District leaders had planned to roll out more in-person learning at the beginning of February but delayed the transition in the face of staff concerns and increasing infection rates after the holiday season. Now, as infection rates continue to decline, reaching a seven-day average of 2.6 percent in Schoharie County in recent days, and the district has not experienced a positive case among students and staff in over two weeks, Schoharie Superintendent David Blanchard said the district is ready to welcome more students back to school on a daily basis.
“We had to look at our academic program and the social-emotional well-being of our kids and say we can do better,” Blanchard said, noting that he has been looking for ways to get more students more in-person instruction since October. “We are really in a good place, and I am happy we are finally getting over the hurdle of what happened during the holiday.”
But like other efforts to reopen or further open school buildings across the country, the teachers on the frontlines have fought to ensure their concerns are accounted for.
Natalie McKay, president of the Schoharie Teachers Association, sent a letter to Blanchard in January outlining concerns that 80 percent of high school teachers expressed about bringing all students into school each day. The teachers highlighted issues about increased hallway traffic; new exposure to students after carefully limiting interactions throughout the year; a new, more transmissible strain spreading, and; the fact that many educators were still trying to get vaccinated.
McKay also said she felt administrators were not adequately hearing out the concerns of teachers and involving them in the planning process. “Our biggest concern was that we were not being taken seriously,” she said.
But by the end of last week, McKay said district administrators and teachers were beginning to work more collaboratively and that some of the concerns had been addressed.
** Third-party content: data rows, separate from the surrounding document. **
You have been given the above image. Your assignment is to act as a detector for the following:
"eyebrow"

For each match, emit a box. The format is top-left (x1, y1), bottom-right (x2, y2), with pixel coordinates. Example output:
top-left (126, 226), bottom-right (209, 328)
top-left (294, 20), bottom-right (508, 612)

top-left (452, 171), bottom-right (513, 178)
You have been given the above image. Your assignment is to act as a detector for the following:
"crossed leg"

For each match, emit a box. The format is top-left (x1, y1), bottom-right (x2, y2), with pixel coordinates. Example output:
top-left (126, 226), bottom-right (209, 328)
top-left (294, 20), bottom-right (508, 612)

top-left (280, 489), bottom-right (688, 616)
She said administrators promised to work to minimize the number of new students that teachers would come into regular contact with as they plotted out the new schedules of expanded in-person learning, for example.
Ultimately, she said, teachers want to be back in class with their students.
“We really want our kids back, I do, we want all of our kids back, but we want it safely,” she said.
Blanchard said the district has some things going for it that enable the transition to more in-person students. He highlighted a recently-completed capital project that made various parts of the school more usable and said the district’s long-existing physical footprint was constructed for a larger school enrollment than currently exists in the district. He also emphasized “an unprecedented rate of student course failures” so far this year, underscoring the importance of getting students in school as often as possible.
“We can do this because we are a small district, under 1,000 students, our buildings are connected,” he said. “We have some advantages that play out to make it safe for kids.”
The Greater Amsterdam School District on March 16 plans to shift to four days a week of in-person instruction for students in pre-kindergarten through fifth grade, up from the two days a week students had been getting so far this year. The district on Friday also opened the parent portal to give families with kids in the all-remote program the option to shift to in-person instruction.
Amsterdam Superintendent Rich Ruberti said the district would spend the next month maximizing available space at the elementary buildings, adding dividers between desks as needed. He said the immediate emphasis is on expanding in-person instruction for elementary students – a focus of educators across the country this year – but added district officials are also hoping to get high school seniors more in-person school time in the final months of the year.
“Having kids in school we can at least tend to their mental health needs and connect with them, instead of them sitting at home alone trying to learn on a computer,” Ruberti said.